Agradecendo e transferindo a Deus os altos compromissos em que estava obrigado perante seu povo, Juvenal, o Humilde, absteve-se de maiores demagogias. Afirmou que cumpriria seu dever munido apenas do fervor e da continência de um cruzado. Apelou para a abnegação de seus assessores diretos, chamando-os de meus escudeiros, para que compartilhassem da árdua missão que lhe fora confiada. Chamando-os esteio da estância, ganhou demorados aplausos. Insistiu:
Manos da manada. (bis)
Prosseguindo estendeu sua voz a todo o povo da Fazenda Modelo que não fora convidado para o banquete. Destacou a dita cabeceira do rebanho, as classes por assim dizer superiores, as classes a partir de então muito produtoras, cuja prosperidade estaria intimamente vinculada ao processo de desenvolvimento acelerado da nova Fazenda (aplausos). Fazia-se imprescindível, mais que nunca, o apoio de tais classes. Quaisquer eventuais sacrifícios terminariam por se refletir, fatal e positivamente, na consolidação de seus próprios interesses. E em troca desses sacrifícios, os suseranos estariam a salvo de bárbaros e tártaros, invasões e inversões, aplausos. Palavra de Juvenal, por alcunha o Tenaz.

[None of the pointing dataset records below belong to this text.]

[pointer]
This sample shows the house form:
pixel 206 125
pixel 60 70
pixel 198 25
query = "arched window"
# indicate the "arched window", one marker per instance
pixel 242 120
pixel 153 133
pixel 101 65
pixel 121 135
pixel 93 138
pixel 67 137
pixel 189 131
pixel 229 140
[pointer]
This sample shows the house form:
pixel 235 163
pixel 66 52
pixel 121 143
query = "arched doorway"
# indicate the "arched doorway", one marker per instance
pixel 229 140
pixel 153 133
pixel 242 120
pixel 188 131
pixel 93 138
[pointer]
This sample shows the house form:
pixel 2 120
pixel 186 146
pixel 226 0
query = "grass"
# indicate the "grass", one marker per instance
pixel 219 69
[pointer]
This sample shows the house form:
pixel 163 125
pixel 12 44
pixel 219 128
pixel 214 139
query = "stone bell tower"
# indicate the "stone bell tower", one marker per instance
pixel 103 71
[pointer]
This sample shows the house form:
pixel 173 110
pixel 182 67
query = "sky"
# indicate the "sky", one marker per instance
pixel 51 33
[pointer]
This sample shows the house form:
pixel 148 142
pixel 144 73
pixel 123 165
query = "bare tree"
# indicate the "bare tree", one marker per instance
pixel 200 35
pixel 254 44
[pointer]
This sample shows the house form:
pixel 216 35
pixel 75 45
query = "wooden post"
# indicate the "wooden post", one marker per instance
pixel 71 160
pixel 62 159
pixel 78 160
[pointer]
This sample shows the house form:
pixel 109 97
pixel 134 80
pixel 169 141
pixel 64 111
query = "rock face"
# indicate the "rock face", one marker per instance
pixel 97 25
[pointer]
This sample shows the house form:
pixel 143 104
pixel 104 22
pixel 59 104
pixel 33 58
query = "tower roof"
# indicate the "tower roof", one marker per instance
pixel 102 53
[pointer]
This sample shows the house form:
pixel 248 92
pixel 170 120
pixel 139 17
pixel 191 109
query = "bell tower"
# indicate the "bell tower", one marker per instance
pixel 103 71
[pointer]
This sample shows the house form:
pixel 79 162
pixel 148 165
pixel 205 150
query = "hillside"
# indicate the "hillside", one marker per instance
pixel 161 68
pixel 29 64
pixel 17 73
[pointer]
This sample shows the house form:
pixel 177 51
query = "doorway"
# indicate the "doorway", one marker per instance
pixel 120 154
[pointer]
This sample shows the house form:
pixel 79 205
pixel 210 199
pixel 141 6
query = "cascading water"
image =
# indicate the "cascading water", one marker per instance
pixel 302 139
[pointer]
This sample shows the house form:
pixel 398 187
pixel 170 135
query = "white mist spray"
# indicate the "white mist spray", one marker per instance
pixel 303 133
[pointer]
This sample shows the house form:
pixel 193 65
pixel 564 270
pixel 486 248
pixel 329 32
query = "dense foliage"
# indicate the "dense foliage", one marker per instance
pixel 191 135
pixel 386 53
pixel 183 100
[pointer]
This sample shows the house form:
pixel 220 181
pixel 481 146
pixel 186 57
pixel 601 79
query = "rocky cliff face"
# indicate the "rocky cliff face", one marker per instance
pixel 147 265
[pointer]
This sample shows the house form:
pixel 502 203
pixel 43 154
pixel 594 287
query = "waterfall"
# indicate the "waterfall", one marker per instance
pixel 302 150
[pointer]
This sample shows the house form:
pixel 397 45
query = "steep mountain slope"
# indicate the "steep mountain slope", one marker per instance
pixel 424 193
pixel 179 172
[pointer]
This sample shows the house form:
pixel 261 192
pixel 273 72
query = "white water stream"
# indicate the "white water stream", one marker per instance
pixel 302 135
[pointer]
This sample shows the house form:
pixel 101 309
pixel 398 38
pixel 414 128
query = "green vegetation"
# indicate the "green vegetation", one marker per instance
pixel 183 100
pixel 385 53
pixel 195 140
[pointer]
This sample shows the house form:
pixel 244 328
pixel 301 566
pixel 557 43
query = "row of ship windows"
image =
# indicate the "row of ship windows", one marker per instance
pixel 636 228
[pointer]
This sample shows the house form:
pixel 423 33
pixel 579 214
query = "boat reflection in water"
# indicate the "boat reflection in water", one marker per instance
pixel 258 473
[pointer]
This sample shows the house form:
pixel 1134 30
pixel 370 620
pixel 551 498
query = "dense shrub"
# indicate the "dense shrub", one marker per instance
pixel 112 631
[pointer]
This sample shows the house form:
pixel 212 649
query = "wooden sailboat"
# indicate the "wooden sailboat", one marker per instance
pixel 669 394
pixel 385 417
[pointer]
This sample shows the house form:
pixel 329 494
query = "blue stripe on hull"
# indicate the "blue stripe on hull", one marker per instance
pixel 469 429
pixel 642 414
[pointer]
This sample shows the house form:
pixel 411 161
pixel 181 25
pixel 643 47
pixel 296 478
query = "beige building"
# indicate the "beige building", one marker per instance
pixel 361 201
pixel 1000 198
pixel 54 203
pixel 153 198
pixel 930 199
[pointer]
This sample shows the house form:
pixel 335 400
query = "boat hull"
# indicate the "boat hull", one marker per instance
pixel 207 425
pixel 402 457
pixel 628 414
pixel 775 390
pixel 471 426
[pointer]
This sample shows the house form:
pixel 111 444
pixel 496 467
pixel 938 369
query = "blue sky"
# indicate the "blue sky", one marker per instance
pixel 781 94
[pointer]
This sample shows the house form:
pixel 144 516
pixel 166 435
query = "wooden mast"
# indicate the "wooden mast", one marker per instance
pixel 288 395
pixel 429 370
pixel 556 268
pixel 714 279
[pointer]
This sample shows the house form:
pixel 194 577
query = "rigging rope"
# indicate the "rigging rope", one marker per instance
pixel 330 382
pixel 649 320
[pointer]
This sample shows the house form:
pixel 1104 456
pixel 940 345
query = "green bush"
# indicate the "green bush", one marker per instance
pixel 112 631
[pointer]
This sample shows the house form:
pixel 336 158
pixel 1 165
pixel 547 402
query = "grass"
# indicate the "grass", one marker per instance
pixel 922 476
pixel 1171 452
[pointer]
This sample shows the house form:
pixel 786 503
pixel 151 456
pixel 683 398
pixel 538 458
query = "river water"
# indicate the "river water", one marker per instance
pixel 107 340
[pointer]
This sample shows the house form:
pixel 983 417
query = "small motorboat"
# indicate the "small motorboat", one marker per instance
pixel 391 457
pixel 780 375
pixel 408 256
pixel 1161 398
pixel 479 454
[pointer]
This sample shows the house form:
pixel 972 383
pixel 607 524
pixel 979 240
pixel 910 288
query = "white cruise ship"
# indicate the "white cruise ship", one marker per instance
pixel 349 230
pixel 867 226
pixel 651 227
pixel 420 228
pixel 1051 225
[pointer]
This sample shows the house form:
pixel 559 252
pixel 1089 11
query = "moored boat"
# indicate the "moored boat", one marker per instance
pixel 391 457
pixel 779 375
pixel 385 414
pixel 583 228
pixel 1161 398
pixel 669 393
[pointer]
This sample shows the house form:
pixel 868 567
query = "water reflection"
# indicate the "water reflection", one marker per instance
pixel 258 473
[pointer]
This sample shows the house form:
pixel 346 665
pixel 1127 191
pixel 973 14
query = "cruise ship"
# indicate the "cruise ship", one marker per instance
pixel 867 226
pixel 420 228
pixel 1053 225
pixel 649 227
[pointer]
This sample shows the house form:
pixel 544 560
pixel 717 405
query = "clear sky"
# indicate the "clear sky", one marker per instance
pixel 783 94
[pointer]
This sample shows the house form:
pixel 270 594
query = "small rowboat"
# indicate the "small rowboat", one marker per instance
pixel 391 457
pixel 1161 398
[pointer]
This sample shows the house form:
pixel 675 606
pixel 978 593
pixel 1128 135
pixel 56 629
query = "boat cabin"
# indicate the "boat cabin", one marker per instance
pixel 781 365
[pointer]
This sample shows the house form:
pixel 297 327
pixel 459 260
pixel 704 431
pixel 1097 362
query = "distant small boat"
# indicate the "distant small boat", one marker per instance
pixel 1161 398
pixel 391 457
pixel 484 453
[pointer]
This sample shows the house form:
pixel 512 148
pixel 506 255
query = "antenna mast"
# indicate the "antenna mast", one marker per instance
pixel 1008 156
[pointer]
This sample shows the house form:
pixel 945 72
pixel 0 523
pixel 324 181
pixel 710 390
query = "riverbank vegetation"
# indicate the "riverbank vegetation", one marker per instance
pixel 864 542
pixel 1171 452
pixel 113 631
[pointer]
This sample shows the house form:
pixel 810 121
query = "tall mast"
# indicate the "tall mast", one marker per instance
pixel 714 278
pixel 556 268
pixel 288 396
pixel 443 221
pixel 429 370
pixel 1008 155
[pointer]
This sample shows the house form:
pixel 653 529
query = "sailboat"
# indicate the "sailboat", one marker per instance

Como ainda não existe suserano sem vassalagem, Juvenal também dirigiu a palavra às classes menos favorecidas, as quais um dia haveriam de lucrar, em proporção indireta, com o desenvolvimento integral e racional da Fazenda Modelo. Por enquanto pedia-lhes um pouco de paciência pois Roma não se fez num dia. E as riquezas da Fazenda, é mister concentrá-las antes de se pensar numa distribuição, senão atrapalha toda a contabilidade. E a situação em que essas reses se encontravam era fruto de seus erros atávicos acumulados através dos séculos: imprevidência, ignorância, inoperância, inobservância, inanição, aplausos. As classes menos qualificadas deveriam pois aguardar nos descampados para evitar as contaminações e a degeneração das demais raças. Mas quem viver verá, disse Juvenal, o Justo. Os vassalos comprarão sua alforria interior, passando a gozar de feudos imateriais e inestimáveis. Serão orgulhosos de servir seus senhores, visto que estes apreciarão seus serviços. Sofrerão a corvéia com a dignidade a que todos temos direito. E nada impede que, em futuro remoto, a fermentação e a compressão da substância impura acabem por destilar um perfume nobre. Aplausos. Tumulto. Juvenal:
Ninguém se esqueça que somos todos filhos de Deus. Somos filhos do mesmo Bos. E os irmãos do descampado, ainda que à distância, poderão acompanhar nossos progressos passo a passo aplausos.